Nell’anno di Bergamo e Brescia Capitale della Cultura, ancora una volta abbiamo potuto constatare che anche il ciclismo è cultura (come argutamente indicato anche nell’annullo filatelico emesso proprio domenica su richiesta di Promoeventi Sport). Una cultura forse ingiustamente e superficialmente considerata “di massa” ma che va oltre i luoghi comuni.
“Tocchiamo un argomento delicato che mi rimanda subito ai numerosi incidenti stradali che vedono coinvolti i ciclisti: di base credo ci sia la mancanza di rispetto e di cultura. La cultura del ciclismo non può scindersi dalla cultura / rispetto per chi utilizza la bicicletta”.
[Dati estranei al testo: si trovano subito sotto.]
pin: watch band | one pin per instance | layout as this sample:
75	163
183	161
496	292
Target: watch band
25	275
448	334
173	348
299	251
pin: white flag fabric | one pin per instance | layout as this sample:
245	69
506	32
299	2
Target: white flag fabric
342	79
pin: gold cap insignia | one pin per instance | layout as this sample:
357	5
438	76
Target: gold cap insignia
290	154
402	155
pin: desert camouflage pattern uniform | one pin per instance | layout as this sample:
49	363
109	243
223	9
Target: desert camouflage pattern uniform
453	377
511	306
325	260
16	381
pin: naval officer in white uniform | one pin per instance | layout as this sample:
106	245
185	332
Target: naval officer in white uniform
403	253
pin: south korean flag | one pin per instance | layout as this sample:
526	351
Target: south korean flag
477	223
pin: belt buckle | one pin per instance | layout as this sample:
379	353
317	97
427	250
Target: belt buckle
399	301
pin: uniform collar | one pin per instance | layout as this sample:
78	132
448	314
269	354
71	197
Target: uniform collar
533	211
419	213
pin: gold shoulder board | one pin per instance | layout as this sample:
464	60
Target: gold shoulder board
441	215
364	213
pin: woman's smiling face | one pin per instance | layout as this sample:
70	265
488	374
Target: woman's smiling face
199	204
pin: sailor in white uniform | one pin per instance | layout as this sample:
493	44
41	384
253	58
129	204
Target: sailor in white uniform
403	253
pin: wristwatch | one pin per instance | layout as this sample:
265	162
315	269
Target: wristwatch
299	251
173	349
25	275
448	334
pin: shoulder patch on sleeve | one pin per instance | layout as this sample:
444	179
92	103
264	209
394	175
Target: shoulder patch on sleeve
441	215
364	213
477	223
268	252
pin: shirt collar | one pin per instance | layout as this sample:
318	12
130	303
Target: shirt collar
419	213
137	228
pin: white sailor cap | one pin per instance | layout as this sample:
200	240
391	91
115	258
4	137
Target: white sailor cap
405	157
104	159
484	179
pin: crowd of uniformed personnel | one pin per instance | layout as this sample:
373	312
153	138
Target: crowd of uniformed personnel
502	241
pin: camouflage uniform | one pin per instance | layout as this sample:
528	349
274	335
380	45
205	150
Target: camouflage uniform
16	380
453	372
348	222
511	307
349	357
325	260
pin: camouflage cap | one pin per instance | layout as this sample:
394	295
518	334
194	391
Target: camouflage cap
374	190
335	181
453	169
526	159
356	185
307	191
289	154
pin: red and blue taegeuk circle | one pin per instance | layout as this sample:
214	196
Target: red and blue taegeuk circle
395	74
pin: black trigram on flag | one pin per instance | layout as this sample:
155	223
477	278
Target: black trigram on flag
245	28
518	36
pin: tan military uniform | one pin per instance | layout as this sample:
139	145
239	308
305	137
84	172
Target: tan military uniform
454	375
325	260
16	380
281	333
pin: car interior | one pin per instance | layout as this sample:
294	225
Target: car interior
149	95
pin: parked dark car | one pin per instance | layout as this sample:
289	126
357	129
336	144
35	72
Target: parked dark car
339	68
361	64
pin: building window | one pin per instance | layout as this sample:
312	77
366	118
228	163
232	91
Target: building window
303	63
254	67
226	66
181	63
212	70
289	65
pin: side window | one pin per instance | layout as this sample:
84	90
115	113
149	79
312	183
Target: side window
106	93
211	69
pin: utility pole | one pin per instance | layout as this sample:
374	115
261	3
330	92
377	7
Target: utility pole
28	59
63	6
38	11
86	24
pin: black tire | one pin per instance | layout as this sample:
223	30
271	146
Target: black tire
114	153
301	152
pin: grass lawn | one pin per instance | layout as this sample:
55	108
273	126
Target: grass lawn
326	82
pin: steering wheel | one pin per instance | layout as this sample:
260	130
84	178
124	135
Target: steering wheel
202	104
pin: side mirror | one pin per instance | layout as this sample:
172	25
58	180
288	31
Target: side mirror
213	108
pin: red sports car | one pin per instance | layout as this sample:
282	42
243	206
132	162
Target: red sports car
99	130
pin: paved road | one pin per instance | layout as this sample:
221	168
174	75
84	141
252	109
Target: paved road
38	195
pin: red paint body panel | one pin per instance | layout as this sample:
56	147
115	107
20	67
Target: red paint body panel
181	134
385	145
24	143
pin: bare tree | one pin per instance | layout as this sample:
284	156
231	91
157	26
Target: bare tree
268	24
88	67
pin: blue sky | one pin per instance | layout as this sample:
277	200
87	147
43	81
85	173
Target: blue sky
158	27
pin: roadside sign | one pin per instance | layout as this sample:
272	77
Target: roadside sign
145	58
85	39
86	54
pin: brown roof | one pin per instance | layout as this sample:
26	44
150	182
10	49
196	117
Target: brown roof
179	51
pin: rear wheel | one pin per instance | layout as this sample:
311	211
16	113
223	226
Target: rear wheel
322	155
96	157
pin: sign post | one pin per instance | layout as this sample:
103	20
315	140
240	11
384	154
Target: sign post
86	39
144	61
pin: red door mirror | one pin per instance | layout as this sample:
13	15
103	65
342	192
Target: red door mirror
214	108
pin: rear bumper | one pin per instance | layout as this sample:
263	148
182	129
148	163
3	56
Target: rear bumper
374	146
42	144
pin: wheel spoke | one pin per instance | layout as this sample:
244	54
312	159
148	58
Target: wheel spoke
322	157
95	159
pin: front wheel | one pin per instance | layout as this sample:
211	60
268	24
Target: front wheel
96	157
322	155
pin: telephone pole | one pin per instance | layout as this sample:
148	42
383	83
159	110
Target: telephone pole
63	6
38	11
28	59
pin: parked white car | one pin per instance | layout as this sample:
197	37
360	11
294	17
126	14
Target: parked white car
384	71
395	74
Per sottolineare la figura di Felice è stata realizzata anche una scultura in legno, voluta fortemente da Domenico Bosatelli e Gianpaolo Sana e realizzata da Emiliano Facchinetti. Oltre e ricordare i successi sportivi del grande campione (vincitore di tre Giri d’Italia e di tutte le principali grandi corse oltre che campione del mondo) ci piace ricordare l’iscrizione del cavalier Alfredo Ambrosetti: “il rumore non fa bene, il bene non fa rumore”, chiaro tributo alla statura morale di Felice.
“L’opera di Facchinetti è stata fortemente voluta dall’ingegner Domenico Bosatelli con il quale mio padre ha collaborato negli anni in cui è stato team manager del Team Gewiss – Bianchi: tra loro si era creato un profondo rapporto di stima. Gianpaolo Sana è stato poi fondamentale nel dare esecuzione al desiderio dell’ingegner Bosatelli, coinvolgendomi nel progetto: Giampi è figlio di Tino Sana, amico fraterno del mio papà. L’epitaffio sulla scultura è del cavalier Alfredo Ambrosetti, illustre statista che mi onora della sua preziosa amicizia. L’opera è quindi il frutto di una condivisione di sentimenti e valori che hanno unito grandi uomini e le loro famiglie”.
Norma, dunque il tempo passa ma il ricordo è indelebile e le gesta sportive vengono valorizzate ulteriormente del carattere di papà, uomo di poche parole ma con un cuore grande, vera icona dello sport bergamasco.
“Poco tempo prima che mancasse, chiesi a mio padre: papà, come vorresti essere ricordato? Mi rispose: come un uomo onesto! Prima del Campione mio padre è stato un uomo che ha saputo incarnare i valori non solo cristiani ma anche quelli che contraddistinguono la comunità bergamasca: la professionalità, la determinazione, la serietà, l’onestà e la moralità. Il bergamasco non è di molte parole: contano di più le azioni”.
Pure il suo eterno “rivale” Merckx ne riconobbe la grandezza e, ironia della sorte, fu battuto da Felice proprio nella “tappa del cuore” di Bergamo (Giro del 1976). Basterebbe la frase che pronunciò, con un filo di voce, il giorno in cui papà mancò “…se ne va un pezzo della mia vita…” per illustrare il rapporto tra questi due grandi campioni.
“Sono stati gradi rivali quando correvano ma terminata la carriera agonistica sono diventanti amici in forza della stima reciproca che ha contraddistinto gli anni in cui gareggiavano l’uno contro l’altro”.
Domenica all’arrivo in volata ci è sembrato che lo spirito di Felice aleggiasse sui corridori mentre, con quel sorriso sornione e buono che ne ha contraddistinto la sua vita, li guardava sprintare.
“Sicuramente ma il sorriso più grande è stato senz’altro per il pubblico presente, per tutti i tifosi bergamaschi assiepati a bordo strada e per la sua Sedrina che ancora oggi lo porta nel cuore”.
Mentre termina l’intervista leggendo tanta emozione in Norma, chiudiamo idealmente gli occhi e proviamo a ripercorre la vita di quest’uomo. Ha scritto pagine sportive che tanto ci piacciono e cioè la sana competizione che, come sull’altare della vita, a volte riconosce valore e correttezza dell’antagonista. Per Felice è stato sempre così e questo lo ha eletto campione schivo, leale, nostro.